La cosa va de inventarte una historia. Se empieza por escoger un personaje. Que sea parecido a ti pero muy distinto. Sobre todo, y por encima de lo anterior, que sea reconocible para los demás, que sirva para que, de alguna manera, el que lo conozca se siente identificado. Las miserias de uno no son interesantes si son miserias de uno, pero sí lo son si cada uno las siente como suyas. Porque las ha pensado. Porque alguna vez han pasado por su cabeza en forma de anhelos, de deseos, de proyecciones. La vida, a fin de cuentas, es una mierda y todo el mundo lo sabe. El que no lo sabe es que no lo ha pensado detenida, firmemente. Una mierda. Pero luego viene alguien y te cuenta una historia. Y se te enciende una chispa. No es ilusión, es reconocimiento. No es esperanza, es un testamento notarial de que las cosas son así, de que serán así, pero que nosotros nos las podemos imaginar. Que, si el mundo contado es mejor que el real, a nosotros qué coño nos importa el mundo real. Si pasamos nuestras vidas soñando. Mejor soñar que otra cosa. Mejor soñar que rebañarse en la mierda y ahondar en nuestros laberintos.
La cosa va de inventarse una historia. Y se elige un escenario. Puede ser algo muy lejano. Exotismo, le llaman. Porque el que está en la cárcel sueña con paraísos, con imágenes de estrellas de cine que te servirán para escapar. Porque a nadie le gusta que se le caiga el jabón en la ducha, por mucho que le prometan la salvación eterna. O puede elegirse algo muy cercano. Que el nombre del río sea de una ciudad del terruño. Que el personaje se suba a un monte que no necesite el auxilio de Google Maps. Que no es que sea importante que sea de aquí. O sí, porque significa que lo cercano te importa, que partes de ello, que lo convierten en postulado artístico del realismo. Puedes uno irse a la Edad Media. O se inventa un tiempo. O se elige una fecha del futuro. Hay que elegir bien. Porque luego se pone «Los Ángeles, 2019» y el tiempo pasa muy rápido y los replicantes acechan. En realidad, acechan siempre. ¿Quién no se encontró alguna vez un búho que hace cosas raras con los ojos?

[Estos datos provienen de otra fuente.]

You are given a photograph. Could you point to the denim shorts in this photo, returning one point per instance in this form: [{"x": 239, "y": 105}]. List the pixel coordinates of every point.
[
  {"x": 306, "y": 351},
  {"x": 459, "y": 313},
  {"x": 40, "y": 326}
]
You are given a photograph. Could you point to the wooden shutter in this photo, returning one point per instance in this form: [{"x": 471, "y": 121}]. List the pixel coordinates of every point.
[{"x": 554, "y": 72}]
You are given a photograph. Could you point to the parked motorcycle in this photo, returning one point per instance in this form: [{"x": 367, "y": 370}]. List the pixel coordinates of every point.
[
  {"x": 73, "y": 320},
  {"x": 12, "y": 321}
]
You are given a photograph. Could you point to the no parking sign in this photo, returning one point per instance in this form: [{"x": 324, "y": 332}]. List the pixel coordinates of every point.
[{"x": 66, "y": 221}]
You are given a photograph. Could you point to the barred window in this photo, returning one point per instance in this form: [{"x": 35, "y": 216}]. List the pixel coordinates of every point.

El caso es que la cosa va de inventarse una historia. Porque inventarla es lo que vale. No se puede llamar creación, porque nadie ha creado nada de la nada. O sí, porque imaginarse algo relativamente nuevo –si es que existe, si el mundo no es una convivencia con el estereotipo, con el molde, con algo que nadie se inventó porque ya era nuestro. De la humanidad, digo–. Se puede llamar como queramos que se llame. Pero es una historia que ensancha nuestro mundo. Ahora dicen que también ensancha nuestro cerebro. Que vivir ficciones sirve como si las viviésemos. Pero eso ya lo sabíamos cuando nos acurrucábamos en los días de invierno y Nemo nos raptaba lo mismo que a Aronnax, cuando Moonfleet nos cautivaba con sus contrabandistas o cuando alguien lucha contra alguien y puede ser su amigo, su hermano o su padre.
El caso es la cosa. Inventarse una historia. Y poder mandar todo a la puta mierda. Y decir que ya basta. Y dar un puñetazo en la mesa. Ese que no nos atrevemos a dar nunca para seguir con nuestra rutina asquerosa. Luego podremos engañarnos, hacer la flor de loto y elevar los dedos pulgar y corazón y hacer sonidos quejumbrosos. ¿Quién coño ha conseguido dejar la mente en blanco? Eso es imposible y todo el mundo lo sabe. Y lo podemos hacer de muchas maneras, pero esta es la única legal, la única aceptada. La única que nos permiten aunque a nosotros, en el fondo, nos dé igual. Nadie sabe lo que escriben para que otros lo lean. Lo que algunos leen para que otros lo escriban.
En eso consiste la cosa. En inventarse una historia. Y que todo nazca, perdure y muera. La rosa no es nada. Ni metáfora, ni símbolo. Ni emblema, ni escudo, ni nada. Y que todo gire en las ficciones. Que el mundo nos dé vueltas y que gire más allá de las órbitas. Porque no conoceremos más órbitas que las de los ojos que un día se perdieron en una ficción.
(La imagen pertenece al Libro de horas de Jean de Montauban, de la Biblioteca des Champs libres, en Rennes.)